Bu düşünceyle “Efendim bu dağ başına bu
müzeyi kim görmeye gelir?” deyince
Şeyh
Efendinin gözü bir an daldı. Sonra derin bir iç geçirerek “Merak etme, erbabı
gelir” dedi.
Sonra
birden aklına gelmiş gibi “Listeye sen Başvekil Adnan Menderes’i de ilave
ediver” dedi. Nureddin Bey şaşkın gözlerle kendisine bakınca yüzü ızdırapla
gerilerek “Pusular kol geziyor.Başvekil farkında değil” açıklamasını yaptı.
Bir süre sonra Nureddin Beyin
yönetiminde eski taş binada müze
hazırlıkları başladı. Dervişanın şaşkınlığı ise
devam ediyordu. Dervişanın bir kısmı sağda solda
kendi aralarında fısıldaşarak “Allah Allah! Şeyh Efendi işi gücü bırakmış, müze
kurma peşine düşmüş” diyorlardı.
Nureddin
Bey müze yapım çalışmalarının başında iken Şeyh Efendi bir gün elinde vesikalık bir fotoğrafla geldi.
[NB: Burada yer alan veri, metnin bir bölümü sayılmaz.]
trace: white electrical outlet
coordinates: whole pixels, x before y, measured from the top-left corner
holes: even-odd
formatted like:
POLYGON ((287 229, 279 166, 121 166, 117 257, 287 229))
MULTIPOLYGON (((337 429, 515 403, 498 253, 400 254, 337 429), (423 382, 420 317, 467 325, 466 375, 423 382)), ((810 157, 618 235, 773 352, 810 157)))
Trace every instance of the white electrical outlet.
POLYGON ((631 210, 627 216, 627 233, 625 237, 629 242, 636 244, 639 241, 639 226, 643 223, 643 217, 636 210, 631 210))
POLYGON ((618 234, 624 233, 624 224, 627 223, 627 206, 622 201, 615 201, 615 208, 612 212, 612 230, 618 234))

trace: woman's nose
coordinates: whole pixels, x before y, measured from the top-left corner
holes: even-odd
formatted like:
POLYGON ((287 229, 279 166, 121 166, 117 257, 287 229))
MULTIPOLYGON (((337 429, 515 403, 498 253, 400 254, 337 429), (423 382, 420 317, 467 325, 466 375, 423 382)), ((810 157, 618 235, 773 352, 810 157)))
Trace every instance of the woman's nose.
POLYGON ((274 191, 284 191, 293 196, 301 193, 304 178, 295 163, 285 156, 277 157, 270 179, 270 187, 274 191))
20 yaşlarında keskin bakışlı bir gencin siyah beyaz vesikalık fotoğrafıydı bu..
Şeyh Efendi “Bu
gencin adı Esad. Ona da müzede bir yer açalım.İleride müzemizin başköşelerinden
biri olacak.Onun şahsi eşyası yerine bir kırmızı gül koyuver” dedi.
………….
(……)
Salih Yürek, önce insiyaki bir halde bacaklarına yapışmış bu oyuncak adamları
silkeleyerek onlardan kurtulmaya çalıştı. Ancak bu kez oyuncaklardan gelen
dehşet verici feryad sesleriyle irkildi. Gördüklerine ve yaşadıklarına daha
fazla dayanamadı. Başı döndü, gözleri
karardı, masanın üzerine yığılıp
kaldı. (Bu paragrafın evveliyatı
için lütfen bakınız: Oyuncak Yumurta İkizleri/ Yenisöz Gazetesi:
10.03.2020/12.03.2021)
Bir
vakit sonra Nurettin Bey Bakanlığa geldi.Salih Yürek’in odasını buldu.Onu
o halde görünce şefkatle arkadaşının
omuzuna dokundu.Bu şefkat dokuması Salih Yürek’e şifa gibi geldi.Yavaş yavaş
kendine geldi.Gözlerini açıp başını kaldırınca karşısında Nurettin Bey’i gördü.
Yaşadıklarının
tesiri tekrar vücudunu sarmak üzereyken Nurettin Bey, “Haydi gidiyoruz. Şeyh
Efendi seni çağırıyor” dedi.
İki
adam akşamın karanlığında Hüseyingazi tepesindeki dergaha gittiler.
Hocaefendi
dervişleriyle dergahın mescidinde akşam namazını kılmış okunan aşrı şerifi
dinliyordu.
Neden
Sonra Salih Yürek’i karşısında görünce “Gel
bakalım Salih Yürek, gel… Ben sana telefon defterindeki kişileri asla silme demedim mi?” dedi.
Salih
Yürek üstüste öyle olaylar yaşamıştı ki
bu sorulara cevap verebilecek bir takati kalmamıştı. Boynunu büktü ve
sustu.Onun bu halini gören Şeyh Efendi, keskin bakışlarını Nuredin Beye
çevirerek “Müzemize bir yiğit daha ilave edilmesi gerekiyor. Sen müzemize Salih
Yürek’i de ilave ediver” dedi.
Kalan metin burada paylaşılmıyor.